The Washington, D.C. City Council voted, Tuesday, to allow same-sex couples to marry, sending the measure to Mayor Adrian Fenty who has pledged to sign it.
Despite the 11-2 vote, however, Congress has the final say over D.C.'s laws and traditional marriage supporters are vowing to get the bill overturned.
CBN News spoke with Brian Brown of the National Organization for Marriage for more on how D.C.'s gay marriage law could affect the rest of country. Click play for his comments following Paul Strand's report..
The vote is not surprising in a city government largely made up of liberal officials and a strong gay activist community.
That community was all cheers as the council voted to approve same-sex marriage for the District of Columbia.
"I speak to crowds often about the importance and significance of our Constitution, how it is an inspirational document," councilman David Catania said after the vote. "It presupposes that we are better than we are. And for the last 200-plus years we have made it our lives' work in this country to perfect and bring life to those words, even as forces of intolerance attempt to tether us to our past."
Still, opponents say they're not giving up.
"This is not over," said Bob King of Stand4Marriage. "They should not pay the toll before they get to the bridge or lock the barn before the horse gets out. We have just begun to fight God's war."

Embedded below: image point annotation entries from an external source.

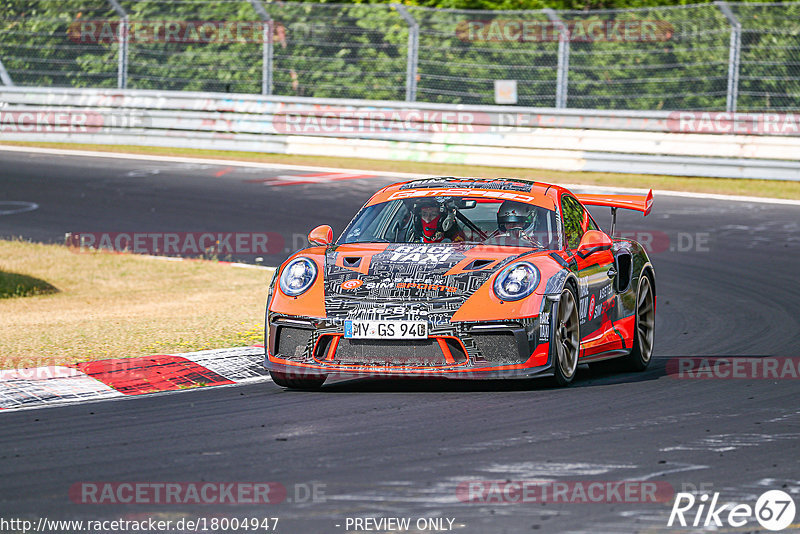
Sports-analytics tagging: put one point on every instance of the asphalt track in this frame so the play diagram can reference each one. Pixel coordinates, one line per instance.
(400, 449)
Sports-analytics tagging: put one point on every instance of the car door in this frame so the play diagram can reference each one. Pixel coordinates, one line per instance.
(596, 297)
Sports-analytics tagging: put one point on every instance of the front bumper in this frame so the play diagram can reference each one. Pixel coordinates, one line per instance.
(305, 346)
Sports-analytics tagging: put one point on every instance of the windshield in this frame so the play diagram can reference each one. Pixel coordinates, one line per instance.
(453, 220)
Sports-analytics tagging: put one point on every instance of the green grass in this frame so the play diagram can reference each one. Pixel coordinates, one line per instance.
(14, 285)
(121, 305)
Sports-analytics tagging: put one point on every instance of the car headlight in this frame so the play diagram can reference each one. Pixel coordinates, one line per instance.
(516, 281)
(298, 275)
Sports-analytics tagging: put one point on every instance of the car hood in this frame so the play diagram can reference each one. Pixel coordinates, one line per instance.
(411, 272)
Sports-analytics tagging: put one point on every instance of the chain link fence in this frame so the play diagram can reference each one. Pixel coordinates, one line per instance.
(714, 56)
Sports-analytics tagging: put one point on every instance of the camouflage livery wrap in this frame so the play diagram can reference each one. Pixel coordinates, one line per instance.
(471, 332)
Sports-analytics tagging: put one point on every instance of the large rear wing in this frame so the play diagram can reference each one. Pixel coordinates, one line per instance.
(643, 203)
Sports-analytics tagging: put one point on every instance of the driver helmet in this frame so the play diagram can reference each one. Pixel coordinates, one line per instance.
(514, 214)
(429, 214)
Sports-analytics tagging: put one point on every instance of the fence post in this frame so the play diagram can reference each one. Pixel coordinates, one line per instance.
(122, 64)
(413, 52)
(4, 77)
(734, 55)
(266, 51)
(562, 74)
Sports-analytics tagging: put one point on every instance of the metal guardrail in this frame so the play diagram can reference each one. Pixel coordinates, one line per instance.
(574, 140)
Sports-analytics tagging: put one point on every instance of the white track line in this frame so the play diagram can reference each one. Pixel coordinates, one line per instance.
(283, 166)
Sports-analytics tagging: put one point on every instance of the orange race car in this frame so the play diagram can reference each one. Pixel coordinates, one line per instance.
(463, 278)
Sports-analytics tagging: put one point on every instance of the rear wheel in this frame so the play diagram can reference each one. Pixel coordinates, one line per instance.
(566, 339)
(306, 382)
(639, 358)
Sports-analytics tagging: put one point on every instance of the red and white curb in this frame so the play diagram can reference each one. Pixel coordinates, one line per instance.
(122, 377)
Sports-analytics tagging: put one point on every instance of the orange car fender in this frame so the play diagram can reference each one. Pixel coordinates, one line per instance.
(312, 302)
(484, 305)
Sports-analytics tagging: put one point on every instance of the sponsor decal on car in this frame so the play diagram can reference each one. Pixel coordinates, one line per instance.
(421, 254)
(426, 287)
(353, 283)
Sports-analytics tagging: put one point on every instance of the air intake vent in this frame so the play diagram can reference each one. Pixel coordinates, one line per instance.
(292, 342)
(497, 347)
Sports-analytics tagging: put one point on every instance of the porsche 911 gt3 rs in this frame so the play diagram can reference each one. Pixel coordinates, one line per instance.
(464, 278)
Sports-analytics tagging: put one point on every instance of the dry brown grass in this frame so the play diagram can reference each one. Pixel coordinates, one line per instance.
(123, 305)
(724, 186)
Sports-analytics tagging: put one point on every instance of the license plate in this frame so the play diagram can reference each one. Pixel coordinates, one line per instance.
(385, 329)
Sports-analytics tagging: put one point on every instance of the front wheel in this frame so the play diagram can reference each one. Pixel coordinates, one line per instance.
(294, 382)
(566, 339)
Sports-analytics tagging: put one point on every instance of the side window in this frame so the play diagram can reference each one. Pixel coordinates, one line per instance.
(575, 221)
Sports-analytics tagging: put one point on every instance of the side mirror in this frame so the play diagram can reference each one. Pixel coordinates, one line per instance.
(321, 235)
(593, 241)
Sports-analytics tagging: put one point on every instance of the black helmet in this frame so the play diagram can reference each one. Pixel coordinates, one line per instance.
(515, 215)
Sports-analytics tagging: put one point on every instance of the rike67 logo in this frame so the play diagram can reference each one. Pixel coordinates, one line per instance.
(774, 510)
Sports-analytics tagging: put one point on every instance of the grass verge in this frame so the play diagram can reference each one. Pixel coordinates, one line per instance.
(123, 305)
(724, 186)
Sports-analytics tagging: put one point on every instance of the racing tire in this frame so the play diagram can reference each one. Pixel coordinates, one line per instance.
(287, 381)
(566, 339)
(643, 337)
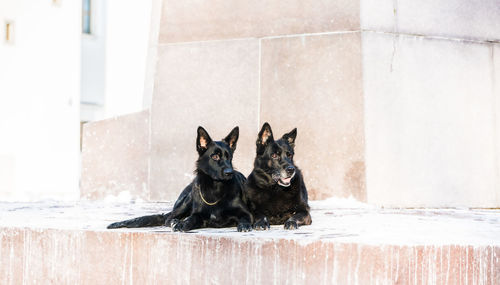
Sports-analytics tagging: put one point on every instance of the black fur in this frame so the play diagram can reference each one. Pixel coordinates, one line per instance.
(275, 189)
(216, 182)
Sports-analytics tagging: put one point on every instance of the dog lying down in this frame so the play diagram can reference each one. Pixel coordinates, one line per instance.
(213, 199)
(219, 196)
(275, 189)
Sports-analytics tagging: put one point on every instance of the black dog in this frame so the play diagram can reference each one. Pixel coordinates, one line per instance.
(213, 199)
(275, 189)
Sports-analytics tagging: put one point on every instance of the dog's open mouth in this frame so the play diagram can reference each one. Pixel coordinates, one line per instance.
(285, 182)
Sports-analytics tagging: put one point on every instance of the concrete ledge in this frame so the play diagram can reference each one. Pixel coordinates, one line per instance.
(343, 246)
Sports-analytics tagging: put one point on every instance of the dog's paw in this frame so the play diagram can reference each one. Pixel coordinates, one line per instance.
(291, 225)
(262, 225)
(244, 227)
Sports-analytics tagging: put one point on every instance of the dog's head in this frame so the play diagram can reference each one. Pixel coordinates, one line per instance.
(215, 157)
(275, 158)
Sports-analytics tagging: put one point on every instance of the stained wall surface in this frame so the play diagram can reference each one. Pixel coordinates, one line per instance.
(394, 104)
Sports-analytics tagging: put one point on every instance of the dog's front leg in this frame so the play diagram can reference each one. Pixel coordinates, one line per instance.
(298, 219)
(261, 222)
(195, 221)
(244, 221)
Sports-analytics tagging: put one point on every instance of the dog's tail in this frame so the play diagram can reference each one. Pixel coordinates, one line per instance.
(141, 222)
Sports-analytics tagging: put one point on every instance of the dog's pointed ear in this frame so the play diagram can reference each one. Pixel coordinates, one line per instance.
(202, 140)
(265, 136)
(232, 138)
(290, 137)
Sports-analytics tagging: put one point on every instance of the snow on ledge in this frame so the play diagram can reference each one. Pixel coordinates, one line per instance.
(334, 220)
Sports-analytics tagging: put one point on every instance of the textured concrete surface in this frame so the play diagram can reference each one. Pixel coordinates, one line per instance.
(212, 84)
(185, 21)
(348, 243)
(383, 116)
(115, 157)
(431, 123)
(314, 83)
(473, 19)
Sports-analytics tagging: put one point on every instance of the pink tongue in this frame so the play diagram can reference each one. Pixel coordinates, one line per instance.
(285, 180)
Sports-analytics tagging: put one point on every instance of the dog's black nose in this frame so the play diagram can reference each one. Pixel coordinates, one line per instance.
(228, 171)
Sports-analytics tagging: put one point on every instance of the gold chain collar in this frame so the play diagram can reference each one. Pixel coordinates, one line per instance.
(197, 187)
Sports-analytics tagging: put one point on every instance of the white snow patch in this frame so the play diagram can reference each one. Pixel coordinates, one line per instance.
(334, 220)
(339, 203)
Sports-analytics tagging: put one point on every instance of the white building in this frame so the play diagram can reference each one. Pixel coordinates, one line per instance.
(47, 67)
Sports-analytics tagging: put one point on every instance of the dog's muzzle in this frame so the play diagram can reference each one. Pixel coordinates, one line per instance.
(289, 174)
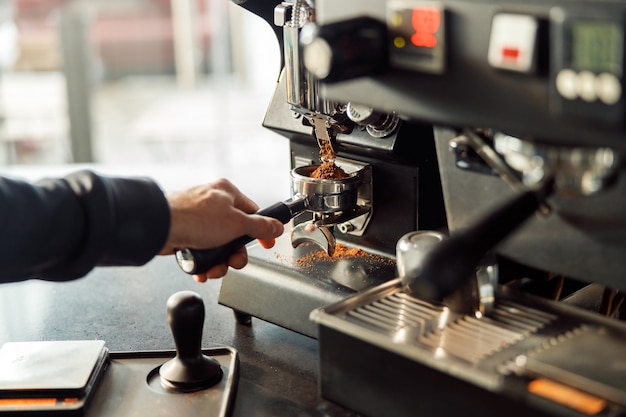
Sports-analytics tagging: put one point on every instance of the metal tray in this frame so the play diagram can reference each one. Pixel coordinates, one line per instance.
(130, 387)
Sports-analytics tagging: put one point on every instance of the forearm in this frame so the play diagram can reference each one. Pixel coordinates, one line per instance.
(60, 229)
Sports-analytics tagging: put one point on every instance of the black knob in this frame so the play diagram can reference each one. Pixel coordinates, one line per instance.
(344, 50)
(190, 370)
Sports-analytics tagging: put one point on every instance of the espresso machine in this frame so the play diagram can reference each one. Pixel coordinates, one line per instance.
(392, 188)
(495, 128)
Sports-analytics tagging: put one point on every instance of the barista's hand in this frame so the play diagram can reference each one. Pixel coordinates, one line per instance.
(208, 216)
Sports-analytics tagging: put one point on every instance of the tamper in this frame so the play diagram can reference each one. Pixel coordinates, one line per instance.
(190, 370)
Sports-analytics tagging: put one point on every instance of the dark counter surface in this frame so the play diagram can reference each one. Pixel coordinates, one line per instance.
(125, 307)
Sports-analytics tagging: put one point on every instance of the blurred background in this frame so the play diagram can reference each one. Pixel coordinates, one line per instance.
(172, 89)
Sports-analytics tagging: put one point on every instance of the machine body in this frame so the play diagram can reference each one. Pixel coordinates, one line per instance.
(460, 109)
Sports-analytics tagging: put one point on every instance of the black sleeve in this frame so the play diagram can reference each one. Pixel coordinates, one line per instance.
(59, 229)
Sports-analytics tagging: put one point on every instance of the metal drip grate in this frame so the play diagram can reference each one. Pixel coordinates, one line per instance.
(473, 339)
(417, 322)
(396, 312)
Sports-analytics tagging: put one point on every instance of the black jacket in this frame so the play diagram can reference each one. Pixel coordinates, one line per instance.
(59, 229)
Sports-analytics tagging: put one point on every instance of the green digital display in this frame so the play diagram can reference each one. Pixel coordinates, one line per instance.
(597, 47)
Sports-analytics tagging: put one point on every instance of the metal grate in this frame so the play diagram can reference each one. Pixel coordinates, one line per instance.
(466, 337)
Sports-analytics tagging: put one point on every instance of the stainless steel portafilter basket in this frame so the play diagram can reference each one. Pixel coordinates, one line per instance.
(325, 195)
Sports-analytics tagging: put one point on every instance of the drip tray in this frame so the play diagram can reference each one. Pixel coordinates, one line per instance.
(131, 387)
(383, 352)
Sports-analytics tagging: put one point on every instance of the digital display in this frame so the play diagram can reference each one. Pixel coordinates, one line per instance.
(597, 47)
(417, 35)
(425, 22)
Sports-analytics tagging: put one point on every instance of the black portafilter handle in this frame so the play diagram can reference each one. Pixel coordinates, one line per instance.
(197, 261)
(454, 260)
(190, 370)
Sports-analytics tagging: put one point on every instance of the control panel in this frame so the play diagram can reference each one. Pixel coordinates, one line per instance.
(551, 72)
(587, 63)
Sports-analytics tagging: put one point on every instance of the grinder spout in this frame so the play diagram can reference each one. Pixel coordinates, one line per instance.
(309, 232)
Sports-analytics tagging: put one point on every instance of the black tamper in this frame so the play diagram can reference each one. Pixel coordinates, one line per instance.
(190, 370)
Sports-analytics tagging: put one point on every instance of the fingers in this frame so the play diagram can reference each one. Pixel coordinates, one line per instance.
(237, 260)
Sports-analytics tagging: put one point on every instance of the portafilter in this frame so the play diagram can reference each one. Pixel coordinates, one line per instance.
(323, 196)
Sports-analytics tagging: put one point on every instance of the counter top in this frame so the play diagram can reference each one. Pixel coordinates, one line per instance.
(125, 307)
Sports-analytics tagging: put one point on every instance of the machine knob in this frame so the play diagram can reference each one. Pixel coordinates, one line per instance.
(344, 50)
(190, 370)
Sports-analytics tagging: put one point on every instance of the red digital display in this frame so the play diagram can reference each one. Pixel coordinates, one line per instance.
(426, 21)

Backers of gay marriage say this has been a good year for them, with more states ruling in their favor, and now the District of Columbia.
But opponents say it's also been a good year for them.
Voters in the Maine threw out same-sex marriage after their legislature approved it. The New York legislature also decided against a measure along with the New Jersey legislature.
Many fear that if same-sex marriage is allowed in D.C., it could have national implications.